Se si guarda, però, tutto questo “fare” che andrebbe organizzato non si può evitare di sottolineare che in questo scenario le attività di gioco ed i siti dove giocare al blackjack gratis senza depositare soldi veri, sono state chiuse lo scorso anno quasi per un semestre con perdite economiche da considerarsi più che ingenti: ma anche che per lo più sono state escluse dai ristori regionali ed addirittura garantite in modo veramente irrisorio da quelli governativi. Forse, proprio per questo la Regione Lazio in testa sta “aprendo” con questo bando di contributi a fondo perduto che comprende anche il settore del gioco: anche se bisogna distinguere tra le sale da gioco vere e proprie e quegli esercizi che svolgono un’attività principale diversa, ma dove installano apparecchi di gioco, come per esempio bar e tabacchi. Le prime sono state quelle più colpite dalle disposizioni dei Dpcm, mentre le seconde hanno potuto contare sulla loro attività predominante ed essere sostenute dai ristori riservati a tali attività: hanno solo dovuto spegnere le apparecchiature di gioco installate, essendo queste ultime attività secondaria.
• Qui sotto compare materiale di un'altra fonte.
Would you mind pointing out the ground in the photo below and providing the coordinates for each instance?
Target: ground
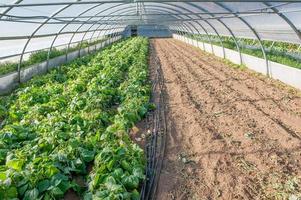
(231, 133)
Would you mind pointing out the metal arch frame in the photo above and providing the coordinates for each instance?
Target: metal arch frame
(156, 10)
(189, 17)
(63, 27)
(152, 6)
(79, 27)
(222, 23)
(285, 18)
(34, 32)
(149, 6)
(253, 30)
(204, 29)
(198, 23)
(276, 11)
(9, 8)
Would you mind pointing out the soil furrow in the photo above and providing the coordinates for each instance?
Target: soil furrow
(224, 143)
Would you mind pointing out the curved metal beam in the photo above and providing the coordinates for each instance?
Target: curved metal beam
(33, 33)
(254, 32)
(285, 18)
(59, 32)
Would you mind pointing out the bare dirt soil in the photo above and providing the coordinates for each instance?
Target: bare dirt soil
(231, 134)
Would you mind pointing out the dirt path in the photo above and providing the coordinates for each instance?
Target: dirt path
(231, 134)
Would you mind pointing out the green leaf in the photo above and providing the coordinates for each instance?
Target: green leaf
(135, 195)
(87, 155)
(31, 194)
(130, 182)
(15, 164)
(125, 165)
(43, 185)
(138, 172)
(22, 189)
(117, 173)
(57, 192)
(12, 192)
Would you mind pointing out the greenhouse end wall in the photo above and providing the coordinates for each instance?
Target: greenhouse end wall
(11, 81)
(284, 73)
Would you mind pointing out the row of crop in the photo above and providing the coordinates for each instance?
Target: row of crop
(277, 51)
(56, 125)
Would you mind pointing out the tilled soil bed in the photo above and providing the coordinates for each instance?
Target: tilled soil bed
(231, 134)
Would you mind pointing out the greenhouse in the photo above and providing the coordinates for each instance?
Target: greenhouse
(150, 99)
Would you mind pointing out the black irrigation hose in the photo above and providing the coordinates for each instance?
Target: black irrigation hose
(155, 147)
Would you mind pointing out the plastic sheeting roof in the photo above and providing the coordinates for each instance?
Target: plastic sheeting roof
(26, 23)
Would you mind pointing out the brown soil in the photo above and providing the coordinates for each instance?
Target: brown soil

Proprio per tale discorso specifico, sta apparendo giusto che i gestori degli apparecchi ludici siano sostenuti con ristori economici da elargirsi anche a livello regionale, cosa che è già accaduta per altre attività e come ha fatto di recente, anche se con enorme sorpresa, la Regione Lazio che con il gioco pubblico non ha per così dire un rapporto idilliaco né tanto meno scorrevole. Ma tant’è, questo “raro passo incontro ai giochi” è assolutamente da apprezzare e da seguire perché è indiscutibile che le imprese ludiche siano imprese legali che oltre tutto rappresentano lo Stato ed i suoi prodotti di gioco. Questa cosa sembra venga dimenticata troppo spesso, sopratutto da parte dello stesso Stato che invece dovrebbe avere il compito di difendere la legalità sul proprio territorio e le “sue Riserve di Stato”. Prima o poi dovrà pur ricordarsene: chi ti ha creato, generalmente non si dimentica mai del proprio “figlio”.